II.  PTMTreeSearch source files:
=======================
stack_PTMTreeSearch   	//extended stl template library
PTMTreeSearch.h			//frame of the PTMTreeSearch algorithm
PTMTreeSearch.cpp		//frame of the PTMTreeSearch algorithm
PTMTreeSearchscore.h	//implementation of the PTMTreeSearch scoring algorithm
PTMTreeSearchscore.cpp	//implementation of the PTMTreeSearch scoring algorithm

III. INCLUDE PTMTreeSearch TO X!TANDEM (single thread version)
=====================================================
1.
download X!Tandem source codes from:
http://thegpm.org/

2.
copy PTMTreeSearch files into X!Tandem source codes.

3.
undefine the macro #USE_MPI in the source file PTMTreeSearch.5 (comment out the 12th line in the PTMTreeSearch.h)

4.
a) include the header file #include "PTMTreeSearch.h" to the mrefine.cpp file.
b) in the mscore.h at 452th line change the "bool get_aa(vector<maa> &_m,const size_t _a,double &_d);"
to virtual function 						"virtual bool get_aa(vector<maa> &_m,const size_t _a,double &_d);"
NOTE: This functions is a member of the "class mscore".

c) include the following source code part into mrefine.cpp code, bool mrefine::refine() function, around the 347th line.
<-- from here
/*
 * 6. new mrefine derived classes here
 */

//PTMTreeSearch stuff begin
	iRound = 7;
	m_pProcess->set_round(iRound); // round 6
	strKey = "refine, PTMTreeSearch";
	m_pProcess->m_xmlValues.get(strKey,strValue);
	if(strValue == "yes")	{
		PTMTreeSearch *m_pPTMTreeSearch; //  the object that is used to process PTMTreeSearch
		m_pProcess->m_bSaps = false;
		m_pPTMTreeSearch = PTMTreeSearchmanager::create_PTMTreeSearch(m_pProcess->m_xmlValues);
		if (m_pPTMTreeSearch == NULL) {
			cout << "Failed to create PTMTreeSearch\n";
			return false;
		}
		m_pPTMTreeSearch->set_mprocess(m_pProcess);
		m_pPTMTreeSearch->refine();
	}

//PTMTreeSearch stuff end

<-- till here

d) in the mprocess.h file change the variable visibility from 'protected' -> 'public' around line: 355
(So, the variables beginning with 	
	string m_strLastMods;
	int m_iCurrentRound;
	bool m_bPermute;
	bool m_bPermuteHigh;
	bool m_bCrcCheck;
	... end so on...
should be publid)

e) in the mdomains.h file please define the variable '	double m_fPval;' in the class maa and add
		m_fPval = rhs.m_fPval; to the 	'maa& operator=(const maa &rhs)' function (before the 'return' command)

f) in the mscore.h change the variable visibility from 'protected' -> 'public' around the line 388 
(before 	'float m_fErr; // error for the fragment ions' so that the variable M_fErr would be public)


5.
compile the project.


PTMTreeSearch is implemented as a pluggable scoring function.
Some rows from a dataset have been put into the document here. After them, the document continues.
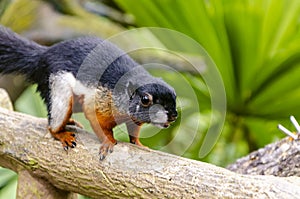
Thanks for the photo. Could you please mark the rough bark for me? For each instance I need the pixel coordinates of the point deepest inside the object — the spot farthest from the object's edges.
(279, 159)
(130, 171)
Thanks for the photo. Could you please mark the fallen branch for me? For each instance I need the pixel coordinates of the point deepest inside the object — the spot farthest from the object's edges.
(130, 171)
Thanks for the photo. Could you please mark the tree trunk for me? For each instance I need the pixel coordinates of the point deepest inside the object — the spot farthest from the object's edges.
(130, 171)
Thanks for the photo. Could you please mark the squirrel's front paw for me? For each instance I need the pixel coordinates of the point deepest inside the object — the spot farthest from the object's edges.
(74, 122)
(106, 147)
(67, 139)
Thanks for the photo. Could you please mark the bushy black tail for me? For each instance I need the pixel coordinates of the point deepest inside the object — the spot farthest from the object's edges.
(18, 55)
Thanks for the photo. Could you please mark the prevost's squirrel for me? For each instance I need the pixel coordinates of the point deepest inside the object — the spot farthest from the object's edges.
(110, 86)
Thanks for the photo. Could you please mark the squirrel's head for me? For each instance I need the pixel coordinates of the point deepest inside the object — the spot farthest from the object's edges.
(153, 103)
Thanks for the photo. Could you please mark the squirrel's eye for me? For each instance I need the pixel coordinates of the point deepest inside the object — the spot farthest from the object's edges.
(146, 99)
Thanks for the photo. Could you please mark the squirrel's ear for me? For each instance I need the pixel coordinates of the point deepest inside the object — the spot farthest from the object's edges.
(130, 89)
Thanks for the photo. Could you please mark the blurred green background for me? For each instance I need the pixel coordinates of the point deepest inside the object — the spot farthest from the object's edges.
(255, 45)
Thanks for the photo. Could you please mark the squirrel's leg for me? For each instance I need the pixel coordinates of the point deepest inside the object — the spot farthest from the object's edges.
(60, 110)
(102, 126)
(134, 131)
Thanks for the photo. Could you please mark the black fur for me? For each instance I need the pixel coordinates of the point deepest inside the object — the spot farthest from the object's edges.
(18, 55)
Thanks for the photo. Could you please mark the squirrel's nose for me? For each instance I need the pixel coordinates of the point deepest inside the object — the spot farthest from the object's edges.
(172, 116)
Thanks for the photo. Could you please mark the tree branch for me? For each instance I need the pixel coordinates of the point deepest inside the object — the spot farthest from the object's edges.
(130, 171)
(279, 159)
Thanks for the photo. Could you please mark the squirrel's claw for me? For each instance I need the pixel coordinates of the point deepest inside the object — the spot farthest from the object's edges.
(67, 139)
(74, 122)
(105, 148)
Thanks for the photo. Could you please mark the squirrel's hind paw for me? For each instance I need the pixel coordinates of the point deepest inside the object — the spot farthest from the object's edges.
(105, 148)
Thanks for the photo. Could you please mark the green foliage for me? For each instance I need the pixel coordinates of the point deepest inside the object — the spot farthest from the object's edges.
(8, 184)
(255, 45)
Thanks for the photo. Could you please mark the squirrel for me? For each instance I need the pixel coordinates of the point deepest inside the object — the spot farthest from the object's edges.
(110, 86)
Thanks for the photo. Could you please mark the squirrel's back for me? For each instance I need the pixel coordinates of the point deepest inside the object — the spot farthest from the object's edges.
(90, 59)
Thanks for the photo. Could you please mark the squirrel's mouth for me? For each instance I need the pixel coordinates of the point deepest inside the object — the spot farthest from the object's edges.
(158, 124)
(161, 125)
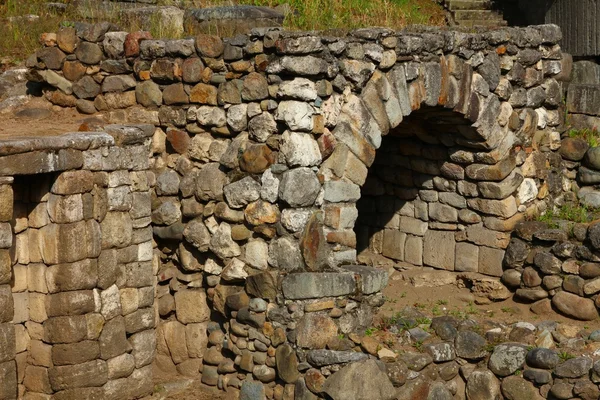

In order to use the PTMTreeSearch

include the following line to the input.xml file.
<note label="scoring, algorithm" type="input">ptmtreesearch-score</note>


IV.  INCLUDE PTMTreeSearch TO X!!TANDEM (parallel version with MPI)
==========================================================
1.
download X!!Tandem source codes from:
ftp://maguro.cs.yale.edu/Projects/Tandem
you will need installed MPI and boosts packages as well

2.
copy PTMTreeSearch files into X!Tandem source codes.


3.
Same as section III/4

4.
compile the project.


PTMTreeSearch is implemented as a pluggable scoring function. In order to use the PTMTreeSearch
include the following line to the input.xml file.
<note label="scoring, algorithm" type="input">PTMTreeSearch-score</note>


V.   READY TO USE SOURCE CODES OF X!TANDEM (and X!!TANDEM) with PTMSEACH
========================================================================
the XTandem_PTMTreeSearch_src.zip contains the PTMTreeSearch source codes that are already incorporated to the X!!Tandem
After unzipping it is ready for 'make'.


NOTE:
1. PTMTreeSearch has been tested and compiled under linux operating system.
2. You might need to download protein sequence fasta files. 
3. X!Tandem prints the identified protein id's to the standard output. This can be avoid by commenting out the 283 and 284 lines in the mreport.cpp file.